Closed zhangrong1722 closed 6 years ago
How to compute the gradient of the score for class c y^c?
In order to compute the gradient of the score for any class c wrt convolutional feature map, we set the gradient to the pre-softmax layer (fc8 in case of VGG) as a one-hot encoding of the target class c and back propagate that gradient till the last convolutional layer (in most frameworks this can be done by simply calling backward).
Why do we use Gradients in Grad-CAM?
Grad-CAM uses the fact later convolutional layers capture more semantic information, and the importance of a neuron can be determined by summing up (Global average pooling) the gradients obtained above.
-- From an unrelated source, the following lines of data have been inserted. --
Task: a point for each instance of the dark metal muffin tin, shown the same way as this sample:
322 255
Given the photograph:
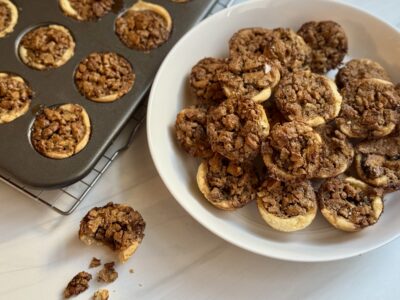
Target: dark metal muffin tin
56 86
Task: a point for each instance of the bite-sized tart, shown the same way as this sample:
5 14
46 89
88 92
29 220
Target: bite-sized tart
287 206
204 82
291 151
254 81
328 43
117 226
236 128
287 47
349 204
226 184
378 162
191 131
15 97
8 17
369 109
62 131
308 97
104 77
88 10
144 26
245 46
362 68
336 153
46 47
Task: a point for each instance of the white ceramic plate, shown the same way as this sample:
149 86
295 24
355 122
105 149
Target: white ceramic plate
368 37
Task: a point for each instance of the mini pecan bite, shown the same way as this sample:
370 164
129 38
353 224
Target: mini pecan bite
328 43
104 77
87 10
62 131
226 184
8 17
144 26
308 97
47 47
336 152
287 206
378 162
117 226
236 128
15 97
288 48
191 132
370 109
245 47
357 69
255 82
77 285
349 204
204 82
291 152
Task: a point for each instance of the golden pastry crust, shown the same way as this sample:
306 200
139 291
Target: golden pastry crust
15 97
291 152
370 109
285 206
349 204
236 128
8 17
378 162
226 184
288 48
357 69
328 43
204 82
46 47
62 131
191 131
308 97
336 154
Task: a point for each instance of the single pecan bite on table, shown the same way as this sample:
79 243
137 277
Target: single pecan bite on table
191 131
291 152
349 204
104 77
204 82
378 162
117 226
328 43
245 46
308 97
46 47
287 206
226 184
369 109
87 10
78 284
287 47
60 132
336 153
362 68
8 17
255 81
15 97
144 26
236 128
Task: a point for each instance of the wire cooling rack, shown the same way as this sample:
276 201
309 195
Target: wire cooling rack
66 200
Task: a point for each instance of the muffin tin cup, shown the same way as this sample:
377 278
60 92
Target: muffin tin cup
55 86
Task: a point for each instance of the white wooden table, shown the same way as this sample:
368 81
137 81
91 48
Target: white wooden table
179 259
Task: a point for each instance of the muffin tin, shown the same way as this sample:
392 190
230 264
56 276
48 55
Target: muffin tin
56 86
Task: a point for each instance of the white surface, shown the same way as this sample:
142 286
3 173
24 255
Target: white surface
368 37
178 259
In order to explain this particular image, these importance weights are combined with convolutional feature map A to obtain Grad-CAM.
Difference between visualization and gradient:
In Grad-CAM paper when we refer to visualization, we refer to the visual explanation (Grad CAM heat map or Guided Grad-CAM gradients). Gradients are much more general and are used in different scenarios - for training or generating explanations (like in the case of Grad-CAM).
Thank you!
Hello @ramprs
Is it still acceptable to do the backpropagation from softmax
rather than pre-softmax
till the last convolutional layer?
I tested backpropagation from the softmax
layer and logits
and got quite similar results.
In grad-cam paper,the authors use the gradient of the score for class c namely y^c partial derivative of feature maps A^k of a convolutional layer to obtain the neuron importance weights.But how to compute the gradient of the score for class c y^c?And why?